No hay nada positivo en la propagación de la angustia de la Nueva Era y de un estado de ánimo antipolítico basado en la apatía, la desilusión y el cinismo instintivo. Sus efectos corrosivos se filtran en nuestra vida personal, induciendo una filosofía de inutilidad y centrando a las personas en las cosas banales y superficiales de la vida, como la codicia desenfrenada y la noción de que “la codicia es buena”. Lejos de que la gente esté unida, se trata más bien de no hacer ni decir nada, en el que todos sospechan de la persona de al lado. Claramente, si se puede hablar de una crisis de identidad colectiva, de un período de discontinuidad radical en el sentido que tiene un pueblo de quiénes y qué son, el presente se acerca a haber alcanzado esa condición. Atrás quedaron los grandes debates públicos sobre valores morales, cuestiones sociales y nuestra humanidad esencial. El cinismo se ha entretejido en el tejido mismo de la cultura occidental. Y un cínico, como observó una vez Oscar Wilde, es “una persona que conoce el precio de todo y el valor de nada”.

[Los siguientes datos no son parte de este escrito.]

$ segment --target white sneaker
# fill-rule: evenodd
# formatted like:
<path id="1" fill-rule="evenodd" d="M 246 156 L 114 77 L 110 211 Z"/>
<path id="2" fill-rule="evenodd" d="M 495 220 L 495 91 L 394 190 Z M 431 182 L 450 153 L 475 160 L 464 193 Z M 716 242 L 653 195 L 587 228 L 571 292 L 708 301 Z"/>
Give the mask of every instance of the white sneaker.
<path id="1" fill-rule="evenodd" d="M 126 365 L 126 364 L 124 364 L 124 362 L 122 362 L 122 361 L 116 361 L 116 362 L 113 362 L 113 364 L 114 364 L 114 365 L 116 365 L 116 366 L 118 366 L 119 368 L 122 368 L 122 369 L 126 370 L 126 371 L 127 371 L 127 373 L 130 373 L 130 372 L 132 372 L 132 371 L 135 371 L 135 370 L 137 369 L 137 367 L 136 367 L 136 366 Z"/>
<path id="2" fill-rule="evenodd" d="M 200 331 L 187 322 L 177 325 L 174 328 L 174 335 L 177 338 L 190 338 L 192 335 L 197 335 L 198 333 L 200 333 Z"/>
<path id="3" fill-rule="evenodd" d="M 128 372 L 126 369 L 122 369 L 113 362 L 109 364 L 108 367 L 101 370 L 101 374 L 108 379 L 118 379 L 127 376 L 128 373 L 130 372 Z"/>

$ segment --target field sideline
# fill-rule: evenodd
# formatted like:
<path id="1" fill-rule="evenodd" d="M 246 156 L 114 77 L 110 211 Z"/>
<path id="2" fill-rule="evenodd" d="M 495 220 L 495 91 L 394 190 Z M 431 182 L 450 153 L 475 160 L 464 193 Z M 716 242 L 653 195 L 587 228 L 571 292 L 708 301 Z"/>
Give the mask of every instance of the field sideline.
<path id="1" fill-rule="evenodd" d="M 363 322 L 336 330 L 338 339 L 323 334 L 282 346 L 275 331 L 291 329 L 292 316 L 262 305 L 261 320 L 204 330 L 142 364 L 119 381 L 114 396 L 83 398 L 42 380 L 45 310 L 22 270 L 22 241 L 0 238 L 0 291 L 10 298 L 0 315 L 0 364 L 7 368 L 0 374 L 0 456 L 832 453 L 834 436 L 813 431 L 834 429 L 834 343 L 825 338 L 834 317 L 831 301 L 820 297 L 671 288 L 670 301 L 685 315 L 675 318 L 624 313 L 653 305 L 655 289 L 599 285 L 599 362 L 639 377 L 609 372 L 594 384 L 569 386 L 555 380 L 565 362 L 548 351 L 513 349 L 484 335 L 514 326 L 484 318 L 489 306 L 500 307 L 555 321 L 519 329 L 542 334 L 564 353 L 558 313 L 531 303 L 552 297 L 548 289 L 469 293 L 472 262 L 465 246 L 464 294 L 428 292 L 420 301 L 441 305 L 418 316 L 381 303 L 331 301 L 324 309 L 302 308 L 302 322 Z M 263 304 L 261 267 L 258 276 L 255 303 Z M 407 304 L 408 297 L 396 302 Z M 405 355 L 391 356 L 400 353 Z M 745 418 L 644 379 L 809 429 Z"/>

El cinismo acrítico sólo puede intensificar las nociones de impotencia en lugar de ayudar a cualquier transformación significativa. Si la sociedad no valora nada ni confía en nadie, entonces el cambio social y político constructivo es imposible. La causa del progreso y el desarrollo humanos se retrasa porque, entre otras cosas, significa que líderes políticos sin escrúpulos pueden seguir mintiendo como siempre lo han hecho en el pasado, pero ahora sin siquiera molestarse en ocultarlo, sin importar cuán destrozada esté su credibilidad. Las consecuencias de tal crisis de credibilidad podrían terminar causando un daño irreparable a la legitimidad teórica de la gobernanza democrática.
Se están produciendo cambios profundos bajo la superficie de la sociedad, no sólo en Sudáfrica sino en toda la sociedad de naciones occidentales, principalmente en la forma de un debilitamiento del Estado. La palabra “democracia” se asocia tradicionalmente al Estado, es decir, a la forma de Estado suscrita en el pensamiento político clásico, incluida la filosofía griega. Se pretende que “democracia” signifique el principal organizador del consenso, como se infiere de la “opinión consensual”, que a su vez ha sido subvertida a través de un flujo de información fuertemente contaminado por mentiras oficiales, incitación, desinformación, engaño y propaganda encubierta en todas sus formas.
Aunque la palabra “democracia” deriva del griego demos –el pueblo– lo que estamos experimentando hoy no es la voluntad del pueblo en acción, sino la disolución de cualquier supuesta oposición entre dictadura y democracia. Por mucho que exprese los supuestos intereses de los grupos sociales, la democracia como forma de Estado se está disolviendo rápidamente de facto. Finalmente ha logrado subvertir su propia legitimidad. Estamos presenciando el fin del arte de gobernar y el fin de lo que alguna vez fue el núcleo de la vida política: el gran debate sobre cuál es la mejor manera de crear una sociedad justa. De ahí, cada vez más, el fin de toda relevancia para la palabra “democracia”. Sin embargo, no hay razón para creer que el proceso de progreso humano haya llegado a su fin o, en todo caso, que algún día lo haga. Aunque la “democracia” todavía busca recompensar la conformidad y castigar la honestidad y la decencia, siempre habrá personas valientes que defiendan los derechos humanos y resistan la inmundicia de una época que se ha vuelto poco heroica.